Benedetto Croce affermava che “nessuno di noi può dire di non essere cristiano”, indipendentemente dalla confessione religiosa, ma per il semplice motivo che il cristianesimo costituisce una componente notevole della nostra cultura, della nostra civiltà. E un’altra componente notevole di tale nostra civiltà, di tale nostra cultura è costituita anche da quella classica. Rinunciare a conoscerla significherebbe rinunciare a conoscere noi stessi, respingendo l’invito “Conosci te stesso” scritto sul frontone del tempio di Apollo a Delfi, invito che anche don Ticozzi, saggiamente, rivolgeva agli allievi, agli amici e, persino, agli sconosciuti.
Egli, però, prevedeva e temeva quanto poi è realmente accaduto negli oltre cinquant’anni passati dopo la sua scomparsa: la contrazione degli studi classici si è rivelata direttamente proporzionale alla involuzione della cultura, della civiltà, con effetti negativi in tutti i campi, anche l’economico.
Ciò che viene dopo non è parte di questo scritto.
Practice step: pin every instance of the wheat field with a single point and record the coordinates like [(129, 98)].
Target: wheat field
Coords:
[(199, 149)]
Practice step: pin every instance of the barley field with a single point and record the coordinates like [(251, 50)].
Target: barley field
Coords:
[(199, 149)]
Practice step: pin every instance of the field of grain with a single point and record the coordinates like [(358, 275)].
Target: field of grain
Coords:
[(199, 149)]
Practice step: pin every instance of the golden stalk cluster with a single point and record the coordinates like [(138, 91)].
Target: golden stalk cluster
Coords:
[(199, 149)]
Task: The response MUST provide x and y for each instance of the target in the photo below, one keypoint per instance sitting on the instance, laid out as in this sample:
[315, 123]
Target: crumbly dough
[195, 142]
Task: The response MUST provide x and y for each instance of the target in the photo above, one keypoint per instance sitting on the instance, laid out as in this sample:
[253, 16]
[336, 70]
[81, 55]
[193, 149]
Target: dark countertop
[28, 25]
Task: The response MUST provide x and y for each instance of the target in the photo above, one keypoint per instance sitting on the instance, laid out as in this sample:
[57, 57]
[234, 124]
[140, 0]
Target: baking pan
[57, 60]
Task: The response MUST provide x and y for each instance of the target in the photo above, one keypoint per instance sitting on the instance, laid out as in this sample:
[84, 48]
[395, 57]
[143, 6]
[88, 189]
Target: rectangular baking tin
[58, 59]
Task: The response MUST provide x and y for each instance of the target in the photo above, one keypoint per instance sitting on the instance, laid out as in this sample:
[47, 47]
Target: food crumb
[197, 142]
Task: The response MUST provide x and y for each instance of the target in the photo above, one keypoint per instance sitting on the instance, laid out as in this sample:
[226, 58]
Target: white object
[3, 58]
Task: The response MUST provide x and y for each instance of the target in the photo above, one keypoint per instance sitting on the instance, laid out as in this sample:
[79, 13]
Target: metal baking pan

A proposito dello studio delle lingue classiche, don Ticozzi riteneva che esso fosse preziosissimo per diverse ragioni: innanzi tutto perché si può conoscere, comprendere e cogliere il valore formale e sostanziale di un’opera letteraria e, in particolare, poetica solo se si conosce la lingua in cui è stata creata, come analogamente si può comprendere veramente il valore di un’opera musicale e della sua esecuzione solo se si possiede una adeguata conoscenza delle regole della composizione e del linguaggio con cui si esprimono autore ed esecutore. In proposito don Ticozzi suggeriva ai giovani di leggere le opere classiche esclusivamente nel testo originario, ma tenendo sempre pronta una valida traduzione, da consultare eccezionalmente, solo per le frasi ritenute incomprensibili e da confrontare con la interpretazione propria. Don Ticozzi, inoltre, riteneva utilissimo lo studio delle lingue classiche, per le loro regole grammaticali e sintattiche profondamente razionali, che costringono ad un costante esercizio logico altamente formativo, paragonabile solo a quello dell’alta matematica. A proposito di questa e della contrapposizione del suo studio a quello delle discipline umanistiche don Ticozzi ricordava che si trattava sempre di cultura classica: anche Pitagora ed Euclide erano greci come Omero e Fidia.

 

Qual era il suo rapporto con i suoi allievi e i suoi colleghi?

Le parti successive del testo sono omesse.